The data and analysis software will be made public upon publication of the manuscript.
Support for submitted paper: Interpretable Machine Learning Biosignature Detection from Ocean Worlds Analogue CO2 Isotopologue Data
This repository contains benchmark ocean world analogue exerimental Isotope Ratio Mass Spec (IRMS) data for biotic and abiotic samples. Download directly from this site to use the data. The data can be found in two places: new_results/data
and paper_results/data
.
We also provide an analysis R script to classify biotic versus abiotic samples (i.e., biosignature models) using LASSO penalized NPDR (nearest-neighbor projected distance regression) with random forest proximity metric and random forest for classification.

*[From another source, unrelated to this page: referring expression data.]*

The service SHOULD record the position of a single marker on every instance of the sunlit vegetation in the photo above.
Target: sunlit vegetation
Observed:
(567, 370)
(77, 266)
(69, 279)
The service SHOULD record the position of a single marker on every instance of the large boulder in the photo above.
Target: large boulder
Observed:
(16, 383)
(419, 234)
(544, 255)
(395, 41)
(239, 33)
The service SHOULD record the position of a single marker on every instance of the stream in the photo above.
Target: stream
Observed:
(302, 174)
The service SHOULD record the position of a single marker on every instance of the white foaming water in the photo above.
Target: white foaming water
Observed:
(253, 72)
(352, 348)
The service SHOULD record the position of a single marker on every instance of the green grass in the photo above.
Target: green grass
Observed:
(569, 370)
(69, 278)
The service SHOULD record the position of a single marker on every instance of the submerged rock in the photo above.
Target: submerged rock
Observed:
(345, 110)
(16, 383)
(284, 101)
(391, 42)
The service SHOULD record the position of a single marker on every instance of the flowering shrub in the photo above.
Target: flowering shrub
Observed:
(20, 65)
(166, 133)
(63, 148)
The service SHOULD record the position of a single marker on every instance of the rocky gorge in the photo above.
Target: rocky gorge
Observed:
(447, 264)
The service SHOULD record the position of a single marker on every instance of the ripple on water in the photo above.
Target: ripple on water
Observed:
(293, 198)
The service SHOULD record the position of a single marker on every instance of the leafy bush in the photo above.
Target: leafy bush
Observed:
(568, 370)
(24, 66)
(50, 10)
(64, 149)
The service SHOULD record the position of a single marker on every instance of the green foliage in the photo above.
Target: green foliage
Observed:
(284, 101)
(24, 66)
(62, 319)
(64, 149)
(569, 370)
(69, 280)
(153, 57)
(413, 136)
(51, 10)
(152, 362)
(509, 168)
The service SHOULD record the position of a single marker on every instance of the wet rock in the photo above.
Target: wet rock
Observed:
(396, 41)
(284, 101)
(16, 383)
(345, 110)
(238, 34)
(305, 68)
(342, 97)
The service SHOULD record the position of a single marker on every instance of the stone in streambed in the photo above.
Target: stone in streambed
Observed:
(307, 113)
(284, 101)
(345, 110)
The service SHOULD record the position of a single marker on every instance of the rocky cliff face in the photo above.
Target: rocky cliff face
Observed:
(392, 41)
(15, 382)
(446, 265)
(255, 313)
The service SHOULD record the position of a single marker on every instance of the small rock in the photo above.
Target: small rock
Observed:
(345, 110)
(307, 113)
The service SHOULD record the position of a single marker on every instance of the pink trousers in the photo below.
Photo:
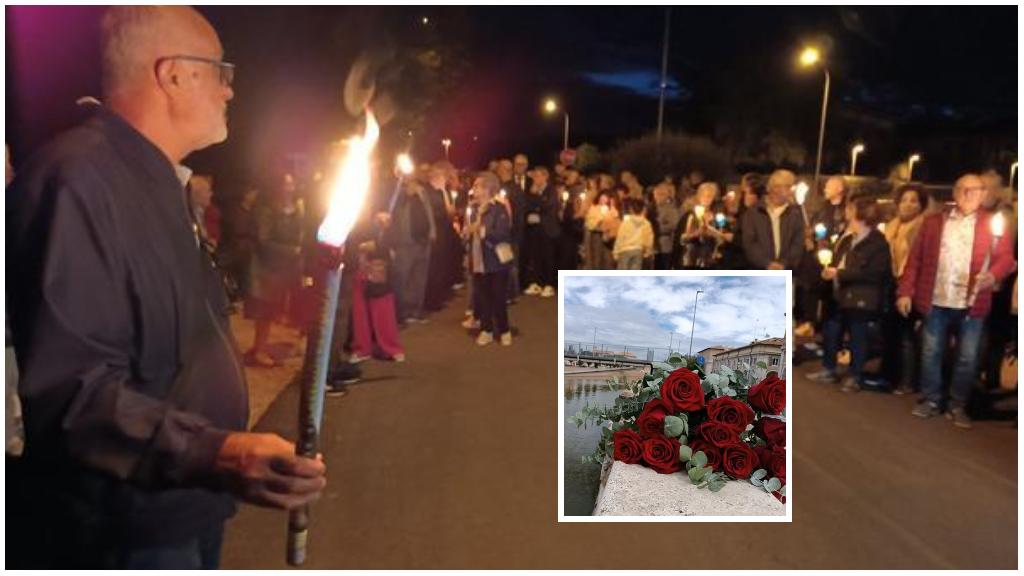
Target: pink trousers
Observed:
(374, 319)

To perform the analysis pipeline from the beginning, run new_results/npdr_rf_biosig.R
in RStudio. Slight differences from the paper results may arise due to cross-validated parameter tuning. Thus, we also provide the reported paper (submitted) results in paper_results
.
Install the NPDR R library as follows.
# install.packages("devtools") # uncomment to install devtools
library(devtools)
devtools::install_github("insilico/npdr")
library(npdr)
Other possible dependencies for running analysis script:
install.packages(c("ranger", "reshape2", "dplyr", "caret", "glmnet"))
install.packages(c("speedglm", "wordspace", "doParallel", "foreach"))
Lily Clough and Brett McKinney